VANCOUVER, BC, July 22,
2022 /CNW/ - Premium Brands Holdings Corporation
(TSX: PBH) (the "Company") announced today that the Toronto
Stock Exchange (the "TSX") has accepted its notice of
intention to make a normal course issuer bid ("NCIB") to
purchase for cancellation up to 2,239,887 common shares,
representing 5% of the Company's issued and outstanding common
shares.
As of July 20, 2022, the Company
had 44,797,746 common shares issued and outstanding. In accordance
with applicable TSX rules, daily purchases under the NCIB will not
exceed 21,482 common shares, which represent 25% of the average
daily trading volume of the common shares for the 6-month period
ending June 30, 2022, being 85,928
common shares. In addition, the Company may, once per calendar
week, make a block purchase of common shares not owned, directly or
indirectly, by insiders of the Company.
The NCIB will begin on July 26,
2022, and will terminate on July 25,
2023, or on such earlier date as the Company completes the
purchase of the maximum number of common shares permitted under the
NCIB. All purchases will be made on the open market through the
facilities of the TSX and/or alternative Canadian trading
platforms, in accordance with their policies. The price to be paid
by the Company for its common shares will be the market price at
the time of purchase. Any common shares purchased by the Company
under the NCIB will be cancelled.
From time to time, when the Company does not possess material
non-public information about itself or its securities, it may enter
into a pre-defined purchase plan with its broker to allow for the
repurchase of common shares at times when the Company's internal
trading blackout periods, insider trading or other rules prohibit
such repurchases. Any such plan will be adopted in accordance with
applicable Canadian securities laws and the rules of the TSX.
The Company is making the NCIB because it believes that, from
time to time, the prevailing market price of the Company's common
shares may not adequately reflect the underlying value of the
Company, and that purchasing common shares for cancellation will
increase the proportionate interest of, and be advantageous to, all
remaining shareholders.
The Company has not made any NCIB purchases during the 12-month
period preceding the date of the notice of intention filed with the
TSX.
About Premium Brands
Premium Brands owns a broad range of leading specialty food
manufacturing and differentiated food distribution businesses with
operations across Canada,
the United States and Italy.
www.premiumbrandsholdings.com
Forward Looking Statements
This press release contains forward looking statements with
respect to the Company, including, without limitation, the
anticipated benefits of the NCIB and the number of common shares
that may be purchased under the NCIB. While management believes
that the expectations reflected in such forward looking statements
are reasonable and represent the Company's internal expectations
and beliefs as of July 22, 2022,
there can be no assurances that such expectations will prove to be
correct as such forward looking statements involve unknown risks
and uncertainties beyond the Company's control which may cause the
actual results, performance and achievements of the Company to be
materially different from any future results, performance or
achievements expressed or implied by such forward looking
statements.

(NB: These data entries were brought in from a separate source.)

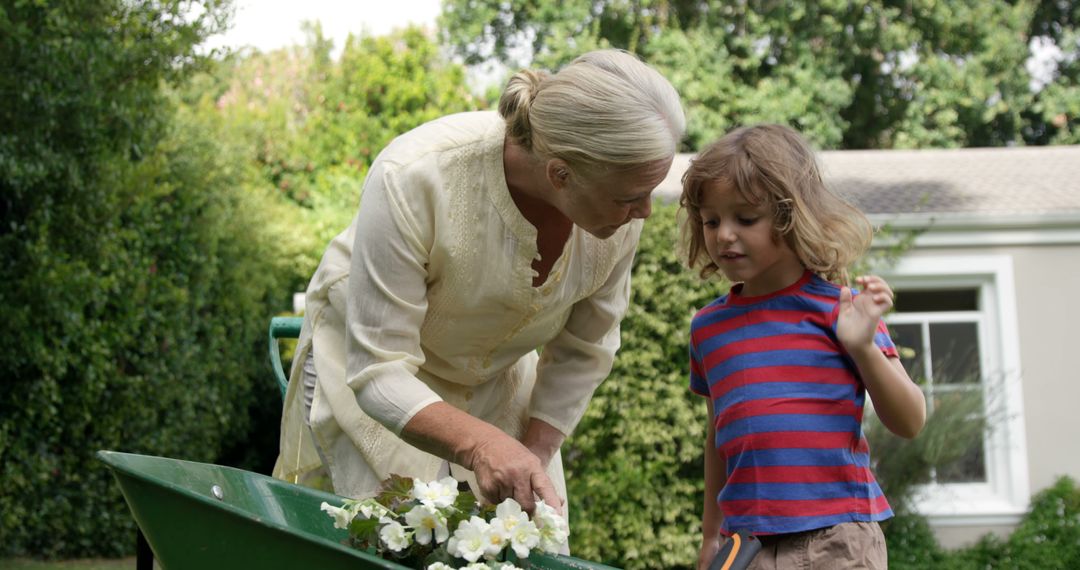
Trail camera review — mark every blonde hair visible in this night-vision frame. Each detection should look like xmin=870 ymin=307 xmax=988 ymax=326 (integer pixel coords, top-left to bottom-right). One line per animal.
xmin=679 ymin=124 xmax=874 ymax=284
xmin=499 ymin=50 xmax=686 ymax=175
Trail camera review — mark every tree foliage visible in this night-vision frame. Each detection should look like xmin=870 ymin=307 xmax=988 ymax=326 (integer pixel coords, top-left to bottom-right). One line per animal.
xmin=441 ymin=0 xmax=1080 ymax=149
xmin=0 ymin=0 xmax=475 ymax=557
xmin=0 ymin=0 xmax=293 ymax=556
xmin=563 ymin=204 xmax=723 ymax=569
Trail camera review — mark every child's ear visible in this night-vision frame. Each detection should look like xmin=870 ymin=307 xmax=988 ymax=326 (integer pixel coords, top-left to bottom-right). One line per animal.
xmin=544 ymin=159 xmax=570 ymax=190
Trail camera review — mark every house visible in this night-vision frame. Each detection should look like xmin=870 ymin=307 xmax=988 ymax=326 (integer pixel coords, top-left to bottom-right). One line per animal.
xmin=657 ymin=146 xmax=1080 ymax=547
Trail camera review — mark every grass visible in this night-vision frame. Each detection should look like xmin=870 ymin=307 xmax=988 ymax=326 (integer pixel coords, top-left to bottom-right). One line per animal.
xmin=0 ymin=557 xmax=135 ymax=570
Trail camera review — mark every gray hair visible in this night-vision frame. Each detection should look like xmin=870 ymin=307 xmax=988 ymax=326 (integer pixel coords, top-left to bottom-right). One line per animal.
xmin=499 ymin=50 xmax=686 ymax=177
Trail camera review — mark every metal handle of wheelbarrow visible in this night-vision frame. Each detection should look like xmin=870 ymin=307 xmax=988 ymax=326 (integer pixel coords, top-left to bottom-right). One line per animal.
xmin=708 ymin=530 xmax=761 ymax=570
xmin=270 ymin=316 xmax=303 ymax=402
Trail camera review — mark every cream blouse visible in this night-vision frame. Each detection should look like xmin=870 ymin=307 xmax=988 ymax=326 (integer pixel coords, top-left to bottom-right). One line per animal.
xmin=274 ymin=112 xmax=642 ymax=498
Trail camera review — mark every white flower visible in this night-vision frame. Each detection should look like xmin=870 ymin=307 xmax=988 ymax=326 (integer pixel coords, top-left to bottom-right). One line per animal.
xmin=405 ymin=504 xmax=450 ymax=544
xmin=356 ymin=499 xmax=390 ymax=519
xmin=319 ymin=501 xmax=356 ymax=529
xmin=379 ymin=520 xmax=410 ymax=552
xmin=532 ymin=501 xmax=570 ymax=553
xmin=413 ymin=477 xmax=458 ymax=508
xmin=491 ymin=499 xmax=540 ymax=558
xmin=446 ymin=515 xmax=490 ymax=562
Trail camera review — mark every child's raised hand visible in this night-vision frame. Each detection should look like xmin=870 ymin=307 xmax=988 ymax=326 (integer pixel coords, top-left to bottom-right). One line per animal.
xmin=836 ymin=275 xmax=892 ymax=352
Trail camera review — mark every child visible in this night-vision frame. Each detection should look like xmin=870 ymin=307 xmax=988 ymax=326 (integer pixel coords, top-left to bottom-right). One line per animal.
xmin=679 ymin=125 xmax=926 ymax=568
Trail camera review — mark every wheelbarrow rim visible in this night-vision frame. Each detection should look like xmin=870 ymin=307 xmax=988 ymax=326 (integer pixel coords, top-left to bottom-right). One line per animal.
xmin=97 ymin=449 xmax=401 ymax=570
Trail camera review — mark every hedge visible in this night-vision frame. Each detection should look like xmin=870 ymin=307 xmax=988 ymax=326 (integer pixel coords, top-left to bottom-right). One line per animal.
xmin=0 ymin=0 xmax=292 ymax=557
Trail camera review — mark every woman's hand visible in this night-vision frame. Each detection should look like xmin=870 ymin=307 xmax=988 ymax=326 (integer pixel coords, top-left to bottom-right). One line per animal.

Such risks and uncertainties include, without
limitation, market reaction to the NCIB and those assumptions
outlined in the Company's 2021 Management's Discussion and Analysis
under Risks and Uncertainties, which is filed electronically
through SEDAR and available online at www.sedar.com.
Unless otherwise indicated, the forward looking statements in
this press release are made as of the date hereof and, except as
required by applicable law, will not be publicly updated or
revised. This cautionary statement expressly qualifies the forward
looking information in this press release.